In the hours that followed, desperate though they were, Mercy found a few moments in which to treasure the sight of the faces of a Library committee confronted with the sudden manifestation of a talking camel.

“Oh, sorry,” the demon said, without a trace of apology. “Wrong one.” It now took the appearance of a woman, armoured for war. The armour was crimson and made of supple leather; the demon’s hair was braided and she wore a band across her brow with the symbol of a crescent moon. Mercy heard Shadow sigh.

“I wondered where you’d got to.”

“I was annoyed. Elemiel put us both at considerable risk-typical of someone indestructible to underestimate danger. I ended up at the ends of the Earth-it’s taken me all this time to get back.”

“You are a demon,” Librarian McLaren said. He looked amused rather than alarmed.

“Yes. My name is Gremory. I am a duke of Hell.”

“How did you get past the wards?”

“I don’t think I’ll tell you that,” Gremory said. “For reasons that should be obvious.” She strode forward and put taloned hands on the council table. “But this woman is telling the truth. I realise that a demon’s word is subject to some doubt, sadly, and thus as a gesture of good faith, I propose to lend you this for safekeeping.”

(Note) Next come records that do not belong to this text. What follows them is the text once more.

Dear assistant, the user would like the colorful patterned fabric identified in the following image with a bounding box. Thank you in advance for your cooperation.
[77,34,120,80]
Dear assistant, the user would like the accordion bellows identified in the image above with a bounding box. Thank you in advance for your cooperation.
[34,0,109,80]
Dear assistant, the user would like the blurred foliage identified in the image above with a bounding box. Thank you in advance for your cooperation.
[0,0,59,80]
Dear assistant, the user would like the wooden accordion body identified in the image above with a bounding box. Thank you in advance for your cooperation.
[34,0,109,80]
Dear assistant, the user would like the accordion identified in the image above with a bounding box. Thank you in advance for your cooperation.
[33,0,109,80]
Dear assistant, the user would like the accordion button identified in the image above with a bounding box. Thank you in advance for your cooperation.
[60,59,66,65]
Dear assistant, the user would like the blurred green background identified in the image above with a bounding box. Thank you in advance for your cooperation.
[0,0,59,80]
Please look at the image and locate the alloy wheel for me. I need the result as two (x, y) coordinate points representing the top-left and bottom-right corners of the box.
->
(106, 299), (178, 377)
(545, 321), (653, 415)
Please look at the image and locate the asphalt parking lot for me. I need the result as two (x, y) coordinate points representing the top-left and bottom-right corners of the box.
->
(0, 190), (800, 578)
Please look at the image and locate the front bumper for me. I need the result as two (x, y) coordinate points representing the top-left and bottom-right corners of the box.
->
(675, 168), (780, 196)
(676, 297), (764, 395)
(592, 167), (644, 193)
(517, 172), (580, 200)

She tugged at her hand and placed a ring on the table: a thick band of gold bearing a carnelian inscribed with a sigil. The Elders’ eyes bulged: the demon had handed over her own domination.

“Why?” Mercy heard Shadow breathe.

The Duke of Hell looked at her. “I’m not really the altruistic sort. It’s because of the Court. I am a Goetic entity; they work with us, as you know. I come from the book known as the Grimoire Verum. This you can easily verify. The Abbot General, Jonathan Deed, has broken a pact made between the Court and my masters. He has sought power from elsewhere and that power, when it comes, will undermine ours.”

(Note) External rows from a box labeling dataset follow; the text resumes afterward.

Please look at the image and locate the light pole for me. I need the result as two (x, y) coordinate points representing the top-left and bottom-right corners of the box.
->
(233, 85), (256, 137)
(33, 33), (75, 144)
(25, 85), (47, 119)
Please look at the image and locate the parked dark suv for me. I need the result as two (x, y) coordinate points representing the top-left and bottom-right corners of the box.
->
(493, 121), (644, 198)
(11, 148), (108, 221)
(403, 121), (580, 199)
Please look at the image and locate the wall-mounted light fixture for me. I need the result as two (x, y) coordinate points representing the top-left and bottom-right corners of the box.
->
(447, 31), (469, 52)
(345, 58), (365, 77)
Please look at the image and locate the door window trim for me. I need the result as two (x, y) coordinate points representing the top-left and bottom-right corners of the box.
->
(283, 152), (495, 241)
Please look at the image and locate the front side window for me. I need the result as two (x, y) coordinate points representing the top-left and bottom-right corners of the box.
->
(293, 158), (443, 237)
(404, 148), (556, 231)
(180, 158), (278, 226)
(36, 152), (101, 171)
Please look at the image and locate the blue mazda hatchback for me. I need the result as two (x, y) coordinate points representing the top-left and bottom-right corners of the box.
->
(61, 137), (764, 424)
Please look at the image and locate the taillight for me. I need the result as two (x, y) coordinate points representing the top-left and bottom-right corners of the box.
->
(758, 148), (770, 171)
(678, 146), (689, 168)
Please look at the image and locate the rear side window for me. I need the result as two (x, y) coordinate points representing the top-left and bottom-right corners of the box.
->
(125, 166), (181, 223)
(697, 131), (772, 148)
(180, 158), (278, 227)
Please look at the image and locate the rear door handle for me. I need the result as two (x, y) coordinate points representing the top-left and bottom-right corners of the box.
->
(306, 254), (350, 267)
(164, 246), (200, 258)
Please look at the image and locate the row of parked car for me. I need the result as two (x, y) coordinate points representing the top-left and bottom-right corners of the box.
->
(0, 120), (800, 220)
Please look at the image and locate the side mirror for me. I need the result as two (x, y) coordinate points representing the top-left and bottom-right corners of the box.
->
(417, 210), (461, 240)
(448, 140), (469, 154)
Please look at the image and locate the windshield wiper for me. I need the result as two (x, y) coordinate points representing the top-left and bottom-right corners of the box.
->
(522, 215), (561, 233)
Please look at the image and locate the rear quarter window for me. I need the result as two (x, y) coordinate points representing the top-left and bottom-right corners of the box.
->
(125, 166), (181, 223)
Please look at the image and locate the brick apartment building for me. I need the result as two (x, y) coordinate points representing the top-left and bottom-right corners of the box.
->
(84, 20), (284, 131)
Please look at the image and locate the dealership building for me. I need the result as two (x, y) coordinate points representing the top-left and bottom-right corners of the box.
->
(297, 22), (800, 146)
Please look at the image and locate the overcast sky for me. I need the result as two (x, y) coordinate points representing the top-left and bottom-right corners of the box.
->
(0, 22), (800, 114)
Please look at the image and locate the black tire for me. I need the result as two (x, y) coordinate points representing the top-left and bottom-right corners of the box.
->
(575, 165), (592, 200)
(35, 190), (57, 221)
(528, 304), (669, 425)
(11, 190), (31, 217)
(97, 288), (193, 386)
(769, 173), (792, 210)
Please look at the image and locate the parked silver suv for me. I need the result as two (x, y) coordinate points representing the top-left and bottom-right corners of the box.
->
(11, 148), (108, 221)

“From the disir?” Mercy asked.

“His god Loki has a disir army amassing in the nevergone. Plans to bring them into Worldsoul, take over the city. Meanwhile we’ve got the Storm Lords planning much the same thing, except they want to strip everything back to basics: obliterate humanity’s tales, replace them with their own. As one of those stories,” the demon said, looking modestly at a talon, “I am naturally a little concerned.”

Mercy could feel relief emanating from Shadow. “I’m glad you have an agenda. The lack of it was worrying me.”

The Duke of Hell laughed. “Help from demons. Always a worry.”

Tope was still staring at the carnelian ring as if mesmerised.

“We have to do something,” Mercy said.

“But what?” All the Elders were looking hopefully at her and Shadow; she should never have made that earlier promise. Mercy opened her mouth to speak, and the tall windows that flanked the council chamber burst inwards in a shower of glass. Mercy was flung against the wall and threw her arm across her face to shut out the glare of an explosion, but it did not come. She could not smell the firework odour of a flower, but the light beyond the windows was becoming steadily brighter.

“What’s that?” she heard an Elder say, shakily. Mercy pulled herself to her feet; beside her, Shadow was scrambling up. The demon stood, apparently unmoved, in the centre of a blizzard of glass shards. Tope was face down across the table.

“I’ve seen it before,” Shadow said, gripping Mariam Shenudah’s arm. “It’s the Pass.”